Chapter 3. Recommender Systems

This chapter shows some popular recommendation techniques. In addition, we will implement some of them in R.

We will deal with the following techniques:

  • Collaborative filtering: This is the branch of techniques that we will explore in detail. The algorithms are based on information about similar users or similar items. The two sub-branches are as follows:
    • Item-based collaborative filtering: This recommends to a user the items that are most similar to the user's purchases
    • User-based collaborative filtering: This recommends to a user the items that are the most preferred by similar users
  • Content-based filtering: This is for each user; it defines a user profile and identify the items that match it.
  • Hybrid filtering: This combines different techniques.
  • Knowledge-based filtering: This is uses explicit knowledge about users and items.

R package for recommendation – recommenderlab

In this chapter, we will build recommender systems using recommenderlab, which is an R package for collaborative filtering. This section will present a quick overview of this package. First, let's install it, if we haven't done so already:

if(!"recommenderlab" %in% rownames(installed.packages())){install.packages("recommenderlab")}

Now, we can load the package. Then, using the help function, we can take a look at its documentation:

library("recommenderlab")
help(package = "recommenderlab")

When we run the preceding command in RStudio, a help file containing some links and a list of functions will open.

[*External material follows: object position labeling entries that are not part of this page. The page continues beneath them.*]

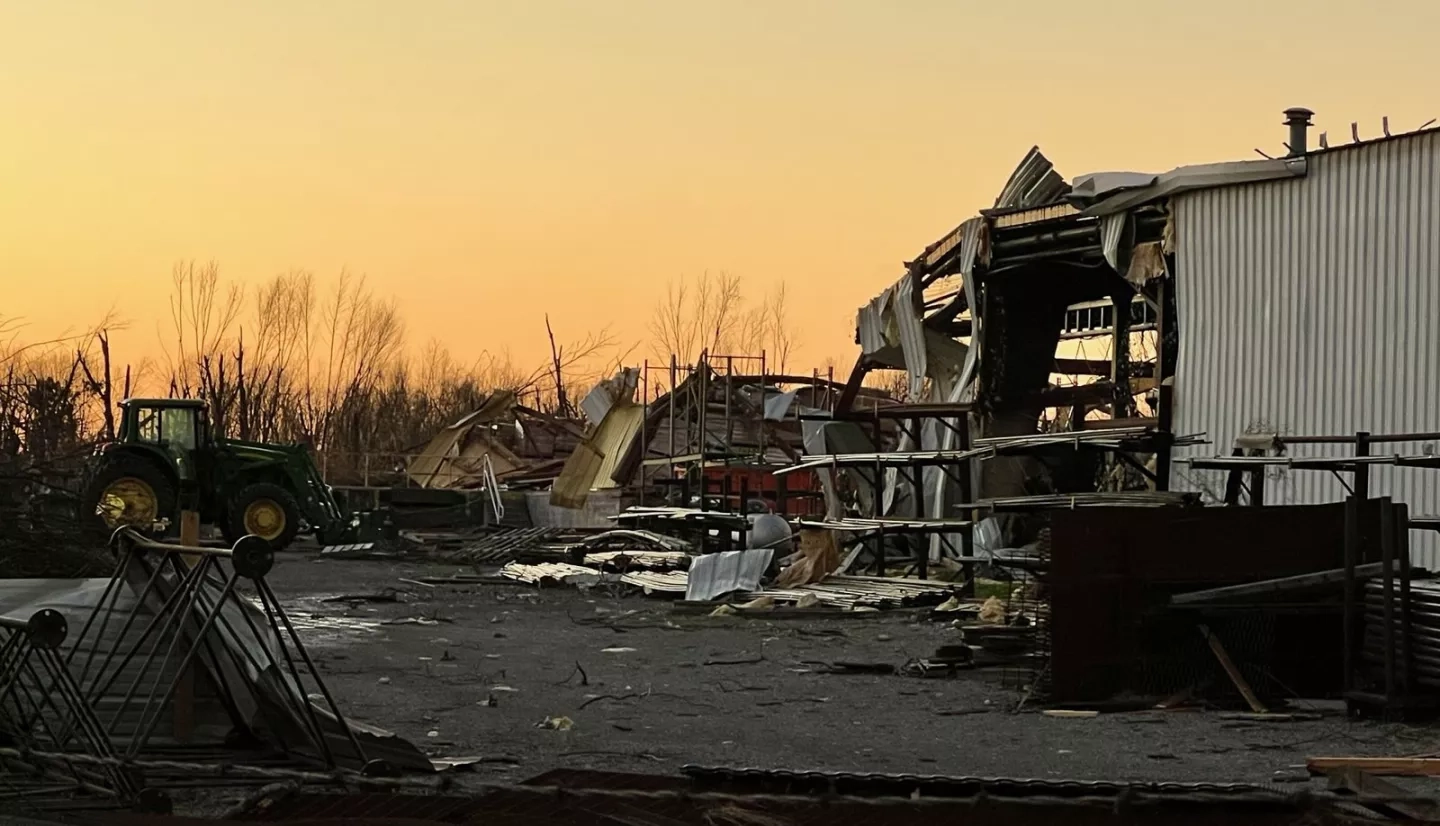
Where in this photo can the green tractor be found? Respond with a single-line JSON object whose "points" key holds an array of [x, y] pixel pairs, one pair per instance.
{"points": [[167, 459]]}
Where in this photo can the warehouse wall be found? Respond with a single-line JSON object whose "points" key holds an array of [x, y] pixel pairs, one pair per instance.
{"points": [[1312, 307]]}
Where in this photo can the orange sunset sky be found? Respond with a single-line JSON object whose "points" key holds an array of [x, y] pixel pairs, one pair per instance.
{"points": [[487, 161]]}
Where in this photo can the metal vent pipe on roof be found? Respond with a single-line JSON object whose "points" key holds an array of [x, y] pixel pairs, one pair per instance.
{"points": [[1299, 121]]}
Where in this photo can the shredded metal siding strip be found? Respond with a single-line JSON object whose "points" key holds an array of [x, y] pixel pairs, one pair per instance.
{"points": [[1311, 307]]}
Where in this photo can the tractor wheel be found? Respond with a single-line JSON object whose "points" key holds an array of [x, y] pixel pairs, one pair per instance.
{"points": [[267, 511], [127, 491]]}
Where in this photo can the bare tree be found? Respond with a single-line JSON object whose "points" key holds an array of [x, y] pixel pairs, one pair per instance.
{"points": [[713, 317]]}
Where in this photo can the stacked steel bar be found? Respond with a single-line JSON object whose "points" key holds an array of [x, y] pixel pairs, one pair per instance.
{"points": [[1423, 643]]}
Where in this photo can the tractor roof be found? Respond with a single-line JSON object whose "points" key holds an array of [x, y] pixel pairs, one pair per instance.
{"points": [[192, 403]]}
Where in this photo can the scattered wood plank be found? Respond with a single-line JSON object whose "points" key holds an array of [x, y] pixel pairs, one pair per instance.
{"points": [[1362, 784], [1233, 672], [1377, 766]]}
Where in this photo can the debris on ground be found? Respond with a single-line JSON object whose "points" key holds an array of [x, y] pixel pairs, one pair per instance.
{"points": [[556, 724]]}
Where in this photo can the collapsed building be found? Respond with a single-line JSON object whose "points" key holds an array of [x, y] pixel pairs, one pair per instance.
{"points": [[1233, 298]]}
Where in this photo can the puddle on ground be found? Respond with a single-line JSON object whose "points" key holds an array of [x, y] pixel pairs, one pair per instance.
{"points": [[318, 625]]}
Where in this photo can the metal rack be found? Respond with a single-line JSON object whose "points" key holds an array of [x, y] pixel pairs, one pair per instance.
{"points": [[1390, 530]]}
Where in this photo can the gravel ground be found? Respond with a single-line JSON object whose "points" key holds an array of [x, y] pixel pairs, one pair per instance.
{"points": [[663, 690]]}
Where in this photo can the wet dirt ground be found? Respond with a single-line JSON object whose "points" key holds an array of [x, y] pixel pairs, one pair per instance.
{"points": [[475, 669]]}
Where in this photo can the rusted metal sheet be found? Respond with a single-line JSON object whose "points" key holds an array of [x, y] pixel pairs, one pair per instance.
{"points": [[1033, 183], [601, 797], [1112, 572], [1308, 305]]}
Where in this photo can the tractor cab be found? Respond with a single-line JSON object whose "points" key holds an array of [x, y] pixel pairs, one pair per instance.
{"points": [[166, 459], [180, 428]]}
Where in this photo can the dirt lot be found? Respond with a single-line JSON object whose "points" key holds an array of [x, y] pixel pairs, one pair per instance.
{"points": [[667, 690]]}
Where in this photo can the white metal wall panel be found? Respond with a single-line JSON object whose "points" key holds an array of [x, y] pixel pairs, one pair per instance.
{"points": [[1312, 307]]}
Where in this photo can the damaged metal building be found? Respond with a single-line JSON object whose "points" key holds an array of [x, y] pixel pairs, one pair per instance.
{"points": [[1290, 295]]}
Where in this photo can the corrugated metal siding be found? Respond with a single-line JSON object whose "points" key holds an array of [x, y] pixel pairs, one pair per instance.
{"points": [[1312, 307]]}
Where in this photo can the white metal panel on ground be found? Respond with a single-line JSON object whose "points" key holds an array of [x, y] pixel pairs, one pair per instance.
{"points": [[1312, 307]]}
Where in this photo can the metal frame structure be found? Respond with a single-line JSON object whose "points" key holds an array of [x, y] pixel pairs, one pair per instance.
{"points": [[199, 619], [1249, 464], [43, 713], [131, 666]]}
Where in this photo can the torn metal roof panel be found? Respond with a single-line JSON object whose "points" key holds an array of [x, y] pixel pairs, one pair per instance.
{"points": [[1033, 183], [1112, 194]]}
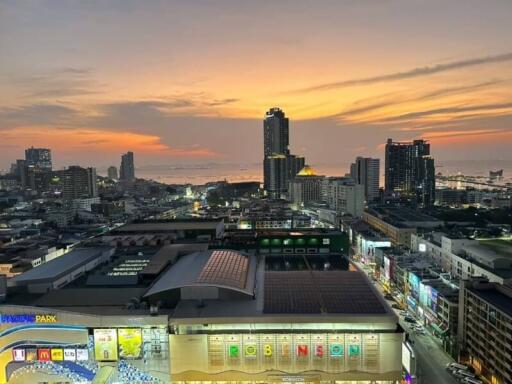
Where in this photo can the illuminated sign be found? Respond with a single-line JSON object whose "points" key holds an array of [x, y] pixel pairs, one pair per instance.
{"points": [[82, 355], [44, 354], [31, 354], [28, 318], [105, 344], [336, 350], [354, 350], [130, 342], [18, 354], [57, 354], [406, 357], [70, 354]]}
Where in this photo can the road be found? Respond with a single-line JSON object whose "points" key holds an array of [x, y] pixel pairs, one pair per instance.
{"points": [[431, 359]]}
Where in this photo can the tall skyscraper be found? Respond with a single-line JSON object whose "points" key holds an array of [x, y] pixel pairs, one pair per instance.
{"points": [[275, 132], [39, 157], [365, 171], [410, 170], [78, 183], [112, 173], [279, 165], [127, 170]]}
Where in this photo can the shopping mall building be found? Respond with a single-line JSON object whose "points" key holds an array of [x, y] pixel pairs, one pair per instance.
{"points": [[216, 316]]}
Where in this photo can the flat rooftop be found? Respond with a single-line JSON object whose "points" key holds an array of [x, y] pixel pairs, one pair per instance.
{"points": [[495, 298], [166, 226], [403, 215], [62, 265], [316, 292]]}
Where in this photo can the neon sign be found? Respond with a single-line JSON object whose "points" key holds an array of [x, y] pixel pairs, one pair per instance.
{"points": [[28, 318]]}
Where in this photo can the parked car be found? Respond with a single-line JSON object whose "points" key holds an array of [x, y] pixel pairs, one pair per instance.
{"points": [[457, 366]]}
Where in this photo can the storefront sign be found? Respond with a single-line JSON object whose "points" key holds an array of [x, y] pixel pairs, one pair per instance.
{"points": [[18, 354], [57, 354], [44, 354], [28, 318], [70, 354], [105, 344], [130, 342], [82, 354]]}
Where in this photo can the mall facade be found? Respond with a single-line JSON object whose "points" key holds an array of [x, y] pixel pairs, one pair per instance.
{"points": [[214, 316]]}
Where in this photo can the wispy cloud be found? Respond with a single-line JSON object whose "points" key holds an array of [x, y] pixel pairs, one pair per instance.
{"points": [[450, 110], [413, 73]]}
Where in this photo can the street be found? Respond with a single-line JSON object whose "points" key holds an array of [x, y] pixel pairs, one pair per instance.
{"points": [[431, 359]]}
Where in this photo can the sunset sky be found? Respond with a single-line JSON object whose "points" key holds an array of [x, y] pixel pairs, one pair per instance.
{"points": [[190, 81]]}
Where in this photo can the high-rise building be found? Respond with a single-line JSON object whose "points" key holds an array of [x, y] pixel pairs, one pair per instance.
{"points": [[305, 187], [410, 171], [279, 165], [365, 171], [343, 195], [275, 132], [39, 157], [112, 173], [78, 182], [127, 170]]}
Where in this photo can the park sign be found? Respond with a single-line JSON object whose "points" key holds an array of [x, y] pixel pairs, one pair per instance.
{"points": [[28, 318]]}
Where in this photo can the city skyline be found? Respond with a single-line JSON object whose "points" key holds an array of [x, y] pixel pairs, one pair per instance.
{"points": [[349, 72]]}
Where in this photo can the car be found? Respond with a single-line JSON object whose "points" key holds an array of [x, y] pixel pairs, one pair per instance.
{"points": [[457, 366]]}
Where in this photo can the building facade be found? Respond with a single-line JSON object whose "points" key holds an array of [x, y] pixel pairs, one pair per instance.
{"points": [[344, 196], [366, 171], [485, 328], [39, 157], [279, 165], [78, 182], [410, 171], [127, 169]]}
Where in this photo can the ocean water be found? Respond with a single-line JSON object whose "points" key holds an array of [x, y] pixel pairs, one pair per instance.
{"points": [[208, 172]]}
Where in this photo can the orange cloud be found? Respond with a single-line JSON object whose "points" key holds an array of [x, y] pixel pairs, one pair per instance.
{"points": [[95, 140], [466, 136]]}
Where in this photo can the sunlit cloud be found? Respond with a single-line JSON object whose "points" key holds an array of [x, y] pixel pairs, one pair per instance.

The examples that you will see in this chapter contain some random components. In order to be able to reproduce the code obtaining the same output, we need to run this line:

set.seed(1)

We are now ready to start exploring recommenderlab.

Datasets

Like many other R packages, recommenderlab contains some datasets that can be used to play around with the functions:

data_package <- data(package = "recommenderlab")
data_package$results[, "Item"]

Jester5k, MSWeb, and MovieLense

In our examples, we will use the MovieLense dataset; the data is about movies. The table contains the ratings that the users give to movies. Let's load the data and take a look at it:

data(MovieLense)
MovieLense
## 943 x 1664 rating matrix of class 'realRatingMatrix' with 99392 ratings.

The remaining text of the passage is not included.